Wami has been an active community builder in robotics. Her work specializes in stair-climbing algorithms for bipedal robots. She’s presented her work at numerous conferences and has actively engaged in outreach, inspiring young girls from “Girls Who Code” and participating in the National Society of Black Engineers conventions.

She holds a Ph.D. and two master’s degrees from the University of Michigan and a bachelor’s degree from the University of Illinois Urbana-Champaign. She is committed to mentoring future engineers and hopes to become a professor. She has received numerous awards and distinctions, including the GEM Fellowship, Rackham Merit Fellowship, and the MLK Spirit Award from the College of Engineering for mentoring and inspiration.

In her speech at the commencement ceremony where she shared how her PhD journey began. She mentioned that the hat—a hexagonal velvet beret with a golden tassel—sold her on dedicating half a decade or so to the research enterprise after wearing her bachelor’s mortarboard.

Wami also shared how her journey wasn’t free from challenges as she had initially failed her qualifying exams in the mechanical engineering PhD program. However, with the support from her mentors, including professors Chad Jenkins and Jessy Grizzle, she was able to scale through the inclusive environment of the Robotics program at Michigan.

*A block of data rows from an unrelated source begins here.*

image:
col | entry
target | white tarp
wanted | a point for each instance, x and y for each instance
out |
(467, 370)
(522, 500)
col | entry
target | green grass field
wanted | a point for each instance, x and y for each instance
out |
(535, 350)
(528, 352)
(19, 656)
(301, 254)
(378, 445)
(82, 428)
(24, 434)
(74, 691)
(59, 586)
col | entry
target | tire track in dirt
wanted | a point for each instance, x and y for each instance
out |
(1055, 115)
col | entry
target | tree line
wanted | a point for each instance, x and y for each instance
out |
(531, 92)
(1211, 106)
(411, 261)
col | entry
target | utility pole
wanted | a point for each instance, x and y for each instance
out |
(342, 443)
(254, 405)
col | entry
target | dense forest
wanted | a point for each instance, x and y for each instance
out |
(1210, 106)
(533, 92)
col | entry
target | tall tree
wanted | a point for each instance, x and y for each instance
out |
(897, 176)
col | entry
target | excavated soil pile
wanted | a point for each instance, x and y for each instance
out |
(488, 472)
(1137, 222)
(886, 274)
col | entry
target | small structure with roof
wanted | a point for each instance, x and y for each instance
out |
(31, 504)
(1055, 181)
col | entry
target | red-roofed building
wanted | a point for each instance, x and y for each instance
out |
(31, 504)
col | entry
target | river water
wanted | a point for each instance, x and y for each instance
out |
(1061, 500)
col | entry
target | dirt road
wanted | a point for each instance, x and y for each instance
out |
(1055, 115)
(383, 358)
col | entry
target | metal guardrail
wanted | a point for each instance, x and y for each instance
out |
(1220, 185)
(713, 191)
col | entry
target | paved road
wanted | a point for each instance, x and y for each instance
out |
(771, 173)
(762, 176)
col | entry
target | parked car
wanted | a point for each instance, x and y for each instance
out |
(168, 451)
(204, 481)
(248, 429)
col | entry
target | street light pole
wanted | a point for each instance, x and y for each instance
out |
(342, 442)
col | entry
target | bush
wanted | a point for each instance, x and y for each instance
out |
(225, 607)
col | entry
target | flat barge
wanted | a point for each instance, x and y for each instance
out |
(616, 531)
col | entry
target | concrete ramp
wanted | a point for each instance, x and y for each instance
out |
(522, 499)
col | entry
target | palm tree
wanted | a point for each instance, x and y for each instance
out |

As she addressed her fellow graduates at the commencement ceremony, Wami emphasized the importance of inclusion, intellectual curiosity, and the role of engineers in serving the common good.

Wami’s success is truly inspiring and shows that with passion, perseverance, and the right support, barriers can be broken, and history can be made. We’re proud of Wami and we hope her story inspires you to do more!